Esperó una reacción, pronto vio que esperaba en vano. Ahora reparaba en tensiones que iban más allá de la conmoción que había provocado el acuerdo de Warwick con la reina lancasteriana. Renunció a todo intento de platicar, miró a Eduardo pidiendo una señal. Ésta no tardó en llegar.

– Will, quisiera hablar a solas con mi hermano -dijo el rey, y cuando Will cerró la puerta, se inclinó hacia Ricardo. Pero Ricardo rehuyó el contacto.

Eduardo, excepcionalmente, se había quedado sin palabras, y guardó silencio mientras Ricardo se acercaba a la ventana, donde se dedicó a destrabar los postigos.

Un aire frío invadió la cámara, haciendo chisporrotear las velas y anunciando una lluvia inminente. Eduardo maldijo entre dientes.

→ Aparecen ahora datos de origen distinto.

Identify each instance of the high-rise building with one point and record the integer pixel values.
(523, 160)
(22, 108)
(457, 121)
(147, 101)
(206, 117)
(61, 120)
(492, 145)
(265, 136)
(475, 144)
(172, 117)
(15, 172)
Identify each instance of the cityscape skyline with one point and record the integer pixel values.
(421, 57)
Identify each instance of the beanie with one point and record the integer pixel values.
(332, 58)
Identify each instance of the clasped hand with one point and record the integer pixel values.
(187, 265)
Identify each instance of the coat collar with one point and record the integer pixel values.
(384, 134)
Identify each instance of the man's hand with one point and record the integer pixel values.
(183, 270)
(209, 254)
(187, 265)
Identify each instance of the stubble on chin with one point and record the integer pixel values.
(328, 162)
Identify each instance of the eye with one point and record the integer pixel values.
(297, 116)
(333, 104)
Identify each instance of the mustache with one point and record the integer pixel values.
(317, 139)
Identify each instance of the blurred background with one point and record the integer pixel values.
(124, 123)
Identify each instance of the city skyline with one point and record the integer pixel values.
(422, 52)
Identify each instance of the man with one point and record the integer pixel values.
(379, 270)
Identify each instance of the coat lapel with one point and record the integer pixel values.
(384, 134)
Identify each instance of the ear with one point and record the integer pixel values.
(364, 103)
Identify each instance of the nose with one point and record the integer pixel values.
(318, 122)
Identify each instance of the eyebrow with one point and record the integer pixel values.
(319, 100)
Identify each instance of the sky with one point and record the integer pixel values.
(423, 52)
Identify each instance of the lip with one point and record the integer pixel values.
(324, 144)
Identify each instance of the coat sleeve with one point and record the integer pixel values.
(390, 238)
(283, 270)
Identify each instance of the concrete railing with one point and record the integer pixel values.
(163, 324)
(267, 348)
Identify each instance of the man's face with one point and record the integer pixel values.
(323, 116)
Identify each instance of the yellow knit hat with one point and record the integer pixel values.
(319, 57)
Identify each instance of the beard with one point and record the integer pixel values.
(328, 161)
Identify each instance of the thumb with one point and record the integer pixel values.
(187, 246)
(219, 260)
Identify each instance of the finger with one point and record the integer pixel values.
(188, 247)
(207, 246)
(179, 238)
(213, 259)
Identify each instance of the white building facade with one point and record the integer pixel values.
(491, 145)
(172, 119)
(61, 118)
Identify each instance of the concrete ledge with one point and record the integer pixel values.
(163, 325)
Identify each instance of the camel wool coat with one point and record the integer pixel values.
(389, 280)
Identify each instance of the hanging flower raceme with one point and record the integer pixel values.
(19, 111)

– Dickon, no sabía… Ni se me ocurrió que aún estuvieras prendado de la hija de Warwick. -Ricardo calló, y Eduardo se sorprendió a sí mismo al ponerse a la defensiva-: Después de todo, hace casi un año que no la ves… Tiempo de sobra para olvidar a una veintena de mujeres. A tu edad, sé que lo hubiera hecho… y lo hice.

Ricardo dio media vuelta.

– El año pasado, cuando prohibiste nuestro compromiso, te dije que sentía afecto por Ana, y respondiste que recapacitarías si mis sentimientos eran similares al cabo de un año. ¿Recuerdas tus palabras?

A Eduardo no le gustaban las acusaciones, directas o implícitas, y respondió con rústica franqueza.

– Las recuerdo. No parecía una gran promesa. Sólo tenías dieciséis años y pensé que tu enamoramiento pasaría con el tiempo.

Lamentó esa franqueza de inmediato, no había comprendido cuan desalmadas eran esas palabras hasta que las pronunció. Suspiró y lanzó otro juramento, sintiéndose desorientado. No estaba acostumbrado a identificarse tanto con el dolor de otro, y la sensación no le agradaba.

– Dickon -dijo al fin-, no sé qué decirte. Si tan sólo me hubieras comentado algo en estos meses, si hubiera sabido que aún sentías afecto por la muchacha, no habría permitido que te enterases así de su compromiso. Lo lamento profundamente, de veras. Pero no diré que lamento haber prohibido ese compromiso. No te mentiré sobre eso.

Ricardo asintió apenas, un gesto que no decía nada y que podía significar cualquier cosa.

– Maldición, Dickon, le estamos dando una importancia excesiva a este asunto. Como dijo Will, la boda no se celebrará hasta que Warwick haya conquistado Inglaterra. Si eso es verdad, tu prima nunca verá el alba del día en que deba desposar a un Lancaster. Te lo prometo, hermanito.